Canadian funds fight diseases

At the recent gathering of world leaders at the United Nations, the health of the world’s citizens was a key concern.

To the Editor,

At the recent gathering of world leaders at the United Nations, the health of the world’s citizens was a key concern.

Currently, HIV, TB and malaria claim more than three million lives a year, and afflict the health of hundreds of millions of others.

Each year 600,000 children under the age of five die from malaria, while TB creates 10 million orphans and takes 1.4 million lives.

The global economic impact of these diseases is in the hundreds of billions of dollars, dwarfing the efforts of all foreign aid.

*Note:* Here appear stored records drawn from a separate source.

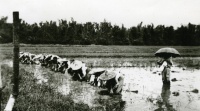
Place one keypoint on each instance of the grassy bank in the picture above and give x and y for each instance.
(99, 51)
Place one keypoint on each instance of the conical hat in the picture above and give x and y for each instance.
(107, 75)
(95, 71)
(75, 65)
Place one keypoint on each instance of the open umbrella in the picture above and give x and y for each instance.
(167, 52)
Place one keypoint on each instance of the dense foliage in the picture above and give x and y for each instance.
(71, 32)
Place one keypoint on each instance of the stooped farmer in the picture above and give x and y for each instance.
(166, 62)
(114, 81)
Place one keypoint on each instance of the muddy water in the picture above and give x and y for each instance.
(143, 89)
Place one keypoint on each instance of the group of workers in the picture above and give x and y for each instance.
(78, 70)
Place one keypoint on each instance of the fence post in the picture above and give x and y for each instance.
(15, 79)
(0, 87)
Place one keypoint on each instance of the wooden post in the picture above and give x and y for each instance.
(15, 79)
(0, 87)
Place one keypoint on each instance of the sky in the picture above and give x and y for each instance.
(127, 12)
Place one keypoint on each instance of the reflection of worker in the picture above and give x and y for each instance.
(165, 94)
(165, 65)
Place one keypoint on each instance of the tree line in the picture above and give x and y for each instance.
(103, 33)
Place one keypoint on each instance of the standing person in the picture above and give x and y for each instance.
(114, 81)
(166, 65)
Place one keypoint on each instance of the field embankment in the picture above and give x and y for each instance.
(99, 50)
(37, 97)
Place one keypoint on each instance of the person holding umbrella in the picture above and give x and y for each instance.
(166, 63)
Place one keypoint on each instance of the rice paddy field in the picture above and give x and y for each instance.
(43, 89)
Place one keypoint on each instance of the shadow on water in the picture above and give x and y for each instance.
(165, 104)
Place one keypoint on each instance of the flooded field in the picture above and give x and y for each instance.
(143, 89)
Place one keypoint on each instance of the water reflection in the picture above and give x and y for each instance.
(165, 103)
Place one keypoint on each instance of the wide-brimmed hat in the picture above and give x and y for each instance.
(107, 75)
(75, 65)
(96, 71)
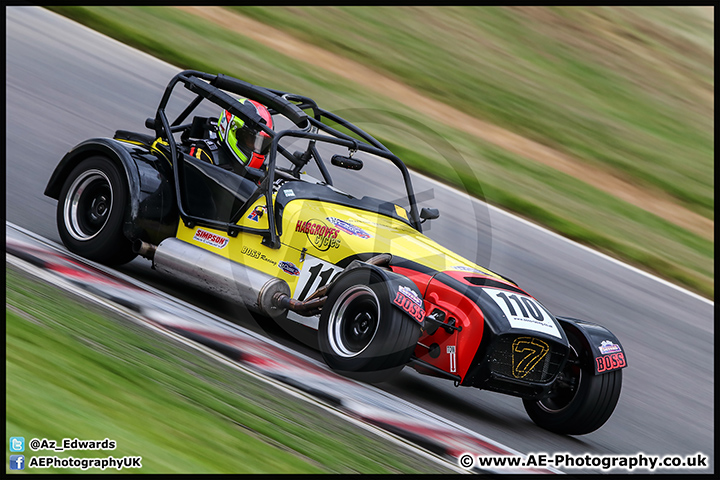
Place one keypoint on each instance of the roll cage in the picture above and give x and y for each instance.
(295, 108)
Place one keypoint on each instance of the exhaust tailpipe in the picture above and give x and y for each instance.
(210, 271)
(144, 249)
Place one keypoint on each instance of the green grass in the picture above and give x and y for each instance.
(616, 86)
(76, 372)
(637, 107)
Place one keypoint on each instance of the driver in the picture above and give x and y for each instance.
(236, 140)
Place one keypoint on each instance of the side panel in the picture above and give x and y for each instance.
(152, 210)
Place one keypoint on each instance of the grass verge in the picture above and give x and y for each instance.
(73, 371)
(576, 112)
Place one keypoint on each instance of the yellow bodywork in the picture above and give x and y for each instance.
(315, 232)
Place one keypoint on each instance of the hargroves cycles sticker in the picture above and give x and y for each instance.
(210, 238)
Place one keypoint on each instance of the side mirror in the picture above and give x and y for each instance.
(346, 162)
(429, 214)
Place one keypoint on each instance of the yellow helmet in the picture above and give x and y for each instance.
(248, 145)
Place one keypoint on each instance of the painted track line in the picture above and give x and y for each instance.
(408, 425)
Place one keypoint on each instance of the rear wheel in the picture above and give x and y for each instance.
(91, 210)
(580, 402)
(360, 331)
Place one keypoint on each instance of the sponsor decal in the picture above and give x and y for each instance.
(348, 227)
(210, 238)
(610, 362)
(606, 346)
(289, 268)
(411, 304)
(526, 353)
(252, 253)
(322, 236)
(258, 212)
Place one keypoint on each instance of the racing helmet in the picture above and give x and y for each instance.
(246, 144)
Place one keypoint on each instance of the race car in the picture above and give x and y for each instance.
(262, 231)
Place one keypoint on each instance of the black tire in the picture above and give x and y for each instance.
(91, 210)
(582, 402)
(361, 332)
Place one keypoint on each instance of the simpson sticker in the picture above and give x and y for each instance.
(408, 300)
(321, 235)
(606, 346)
(610, 362)
(401, 212)
(348, 227)
(210, 238)
(289, 268)
(257, 213)
(524, 312)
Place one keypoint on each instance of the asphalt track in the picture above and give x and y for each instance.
(65, 83)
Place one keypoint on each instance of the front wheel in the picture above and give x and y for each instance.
(91, 210)
(580, 402)
(360, 331)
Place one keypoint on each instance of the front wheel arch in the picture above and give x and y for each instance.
(361, 332)
(91, 211)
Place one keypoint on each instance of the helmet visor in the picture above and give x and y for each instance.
(252, 141)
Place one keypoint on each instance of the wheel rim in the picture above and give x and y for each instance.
(88, 205)
(354, 321)
(567, 385)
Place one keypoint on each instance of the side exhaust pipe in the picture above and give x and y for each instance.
(209, 271)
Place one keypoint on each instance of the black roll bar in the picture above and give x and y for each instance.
(209, 86)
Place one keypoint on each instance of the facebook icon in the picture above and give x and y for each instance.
(17, 444)
(17, 462)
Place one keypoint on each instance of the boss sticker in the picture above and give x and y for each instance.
(289, 268)
(348, 227)
(410, 302)
(321, 235)
(606, 346)
(610, 362)
(210, 238)
(463, 268)
(524, 312)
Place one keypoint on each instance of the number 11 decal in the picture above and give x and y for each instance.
(315, 274)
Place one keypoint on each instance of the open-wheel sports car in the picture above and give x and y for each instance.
(224, 200)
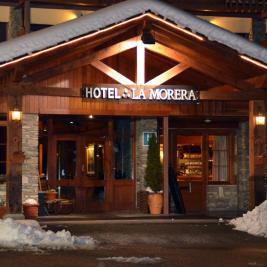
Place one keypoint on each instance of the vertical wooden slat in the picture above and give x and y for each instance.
(140, 79)
(166, 165)
(257, 143)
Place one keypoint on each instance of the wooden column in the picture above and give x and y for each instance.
(166, 165)
(257, 136)
(109, 166)
(15, 159)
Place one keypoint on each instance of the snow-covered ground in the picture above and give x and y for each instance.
(135, 260)
(28, 234)
(253, 222)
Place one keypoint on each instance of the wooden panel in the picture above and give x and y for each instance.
(75, 105)
(124, 195)
(193, 198)
(257, 151)
(3, 104)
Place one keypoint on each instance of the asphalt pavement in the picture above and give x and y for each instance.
(166, 241)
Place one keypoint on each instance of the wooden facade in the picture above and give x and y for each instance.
(49, 84)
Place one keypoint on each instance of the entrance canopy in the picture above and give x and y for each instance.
(187, 50)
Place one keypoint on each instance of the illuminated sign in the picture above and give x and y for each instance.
(118, 92)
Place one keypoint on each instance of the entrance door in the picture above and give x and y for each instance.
(190, 171)
(91, 190)
(94, 172)
(78, 170)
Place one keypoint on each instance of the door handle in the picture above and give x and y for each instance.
(190, 187)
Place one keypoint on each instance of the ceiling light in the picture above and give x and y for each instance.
(207, 120)
(147, 37)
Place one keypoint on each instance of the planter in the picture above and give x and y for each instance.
(155, 203)
(3, 210)
(30, 211)
(50, 195)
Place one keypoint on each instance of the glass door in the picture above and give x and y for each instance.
(189, 162)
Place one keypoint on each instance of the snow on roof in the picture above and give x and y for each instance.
(114, 14)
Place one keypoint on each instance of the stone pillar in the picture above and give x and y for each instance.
(3, 192)
(142, 125)
(30, 172)
(15, 24)
(243, 166)
(258, 29)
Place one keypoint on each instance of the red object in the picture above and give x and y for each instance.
(30, 211)
(50, 195)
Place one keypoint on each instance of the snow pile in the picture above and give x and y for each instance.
(136, 260)
(30, 201)
(22, 234)
(253, 222)
(112, 15)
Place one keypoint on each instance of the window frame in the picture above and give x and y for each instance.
(230, 142)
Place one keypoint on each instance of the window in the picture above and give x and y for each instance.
(3, 150)
(66, 159)
(218, 157)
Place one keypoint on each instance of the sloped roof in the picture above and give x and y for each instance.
(123, 11)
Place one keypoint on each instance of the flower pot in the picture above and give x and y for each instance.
(30, 211)
(50, 195)
(3, 210)
(155, 203)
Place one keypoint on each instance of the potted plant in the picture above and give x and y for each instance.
(30, 209)
(153, 177)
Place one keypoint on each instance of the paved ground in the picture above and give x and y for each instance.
(177, 242)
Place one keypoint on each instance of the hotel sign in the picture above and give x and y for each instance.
(119, 92)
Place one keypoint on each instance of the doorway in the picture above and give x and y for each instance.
(90, 162)
(190, 171)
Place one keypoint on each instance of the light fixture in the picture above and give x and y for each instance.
(16, 114)
(147, 37)
(260, 119)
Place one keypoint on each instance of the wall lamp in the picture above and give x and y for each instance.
(16, 113)
(260, 119)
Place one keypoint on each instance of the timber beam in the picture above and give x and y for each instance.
(248, 8)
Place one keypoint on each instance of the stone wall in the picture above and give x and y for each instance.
(3, 191)
(243, 166)
(30, 171)
(142, 125)
(222, 198)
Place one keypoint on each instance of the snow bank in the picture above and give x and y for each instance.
(136, 260)
(30, 201)
(253, 222)
(19, 235)
(111, 15)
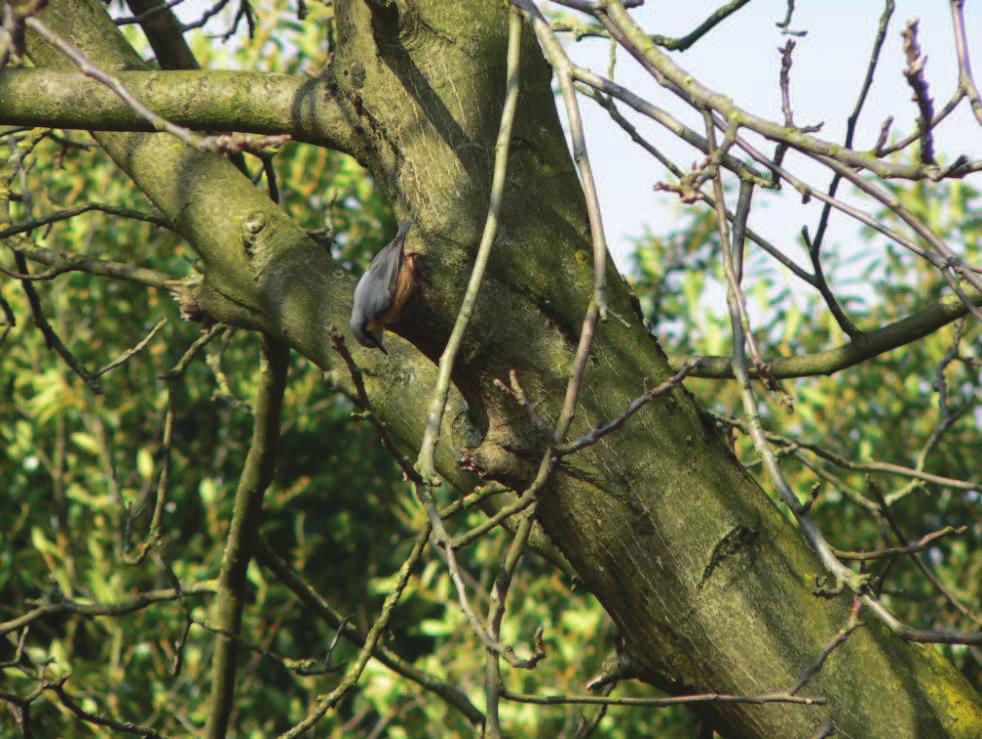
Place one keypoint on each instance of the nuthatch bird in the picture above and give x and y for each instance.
(384, 290)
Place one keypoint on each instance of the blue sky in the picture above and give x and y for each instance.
(740, 57)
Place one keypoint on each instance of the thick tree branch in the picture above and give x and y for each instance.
(214, 100)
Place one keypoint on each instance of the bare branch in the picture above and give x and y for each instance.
(257, 474)
(219, 143)
(914, 72)
(870, 344)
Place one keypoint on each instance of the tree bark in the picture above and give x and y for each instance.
(709, 585)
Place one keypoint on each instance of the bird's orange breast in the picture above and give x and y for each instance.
(405, 283)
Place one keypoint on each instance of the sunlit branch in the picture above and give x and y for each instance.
(866, 346)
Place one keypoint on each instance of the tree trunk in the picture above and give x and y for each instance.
(710, 586)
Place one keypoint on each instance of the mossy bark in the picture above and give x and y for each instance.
(709, 585)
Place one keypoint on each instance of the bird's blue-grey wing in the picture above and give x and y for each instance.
(376, 288)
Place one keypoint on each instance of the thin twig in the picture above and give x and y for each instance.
(318, 605)
(914, 72)
(257, 474)
(133, 350)
(326, 702)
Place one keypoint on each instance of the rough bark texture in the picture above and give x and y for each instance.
(708, 583)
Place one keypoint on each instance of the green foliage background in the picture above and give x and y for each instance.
(72, 463)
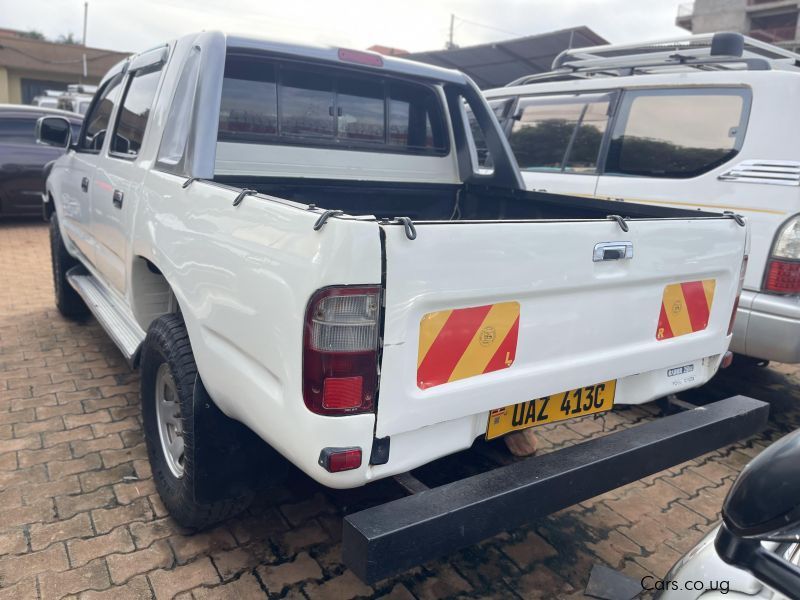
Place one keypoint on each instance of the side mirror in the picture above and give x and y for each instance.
(53, 131)
(764, 501)
(764, 505)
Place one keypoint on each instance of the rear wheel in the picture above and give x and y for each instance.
(168, 380)
(69, 303)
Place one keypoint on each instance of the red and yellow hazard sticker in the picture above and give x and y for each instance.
(464, 342)
(685, 308)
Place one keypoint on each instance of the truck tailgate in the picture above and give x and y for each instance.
(481, 315)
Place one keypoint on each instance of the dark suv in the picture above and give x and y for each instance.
(22, 159)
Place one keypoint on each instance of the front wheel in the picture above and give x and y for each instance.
(168, 380)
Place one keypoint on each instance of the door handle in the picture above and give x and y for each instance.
(612, 251)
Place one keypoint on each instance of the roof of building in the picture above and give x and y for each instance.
(26, 54)
(496, 64)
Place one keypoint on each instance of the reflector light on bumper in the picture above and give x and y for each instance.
(335, 460)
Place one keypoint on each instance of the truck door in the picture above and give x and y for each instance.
(120, 174)
(75, 195)
(557, 140)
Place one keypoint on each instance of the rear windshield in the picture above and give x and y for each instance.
(270, 102)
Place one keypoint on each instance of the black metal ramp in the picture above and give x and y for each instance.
(395, 536)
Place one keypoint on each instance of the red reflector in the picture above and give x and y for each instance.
(360, 58)
(342, 392)
(335, 460)
(783, 277)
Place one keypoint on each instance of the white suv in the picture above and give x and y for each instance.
(708, 122)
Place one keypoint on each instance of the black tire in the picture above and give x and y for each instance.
(68, 302)
(167, 342)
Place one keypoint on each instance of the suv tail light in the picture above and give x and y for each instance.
(783, 267)
(340, 350)
(742, 272)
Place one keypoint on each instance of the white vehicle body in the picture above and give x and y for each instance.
(702, 574)
(158, 231)
(758, 178)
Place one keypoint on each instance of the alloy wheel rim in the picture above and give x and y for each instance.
(170, 425)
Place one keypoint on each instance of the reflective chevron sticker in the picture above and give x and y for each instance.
(465, 342)
(685, 308)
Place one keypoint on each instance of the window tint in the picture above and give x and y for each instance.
(306, 103)
(17, 131)
(560, 133)
(499, 109)
(135, 112)
(97, 122)
(249, 107)
(677, 133)
(414, 118)
(360, 110)
(585, 149)
(264, 101)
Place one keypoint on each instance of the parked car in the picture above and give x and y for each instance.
(297, 247)
(754, 553)
(22, 159)
(705, 122)
(77, 98)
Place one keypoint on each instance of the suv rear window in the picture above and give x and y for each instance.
(677, 133)
(269, 102)
(560, 133)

The Global Fund to Fight HIV, Malaria, and TB was created to combat these three scourges, and has treated 9.7 million people for TB since 2002. They are due for funding replenishment, and have announced that their funding gap for the next three years is $15 billion.

At the G-8 summit in 2010, the Harper government laudably committed to providing $1.1 billion in new funding to help.

Because these diseases disproportionally strike women and children, a large portion of that increase was invested in the Global Fund.

Canada’s share now needed to meet this funding shortfall is 250 million a year over the next three years, or .001 percent of our federal Budget.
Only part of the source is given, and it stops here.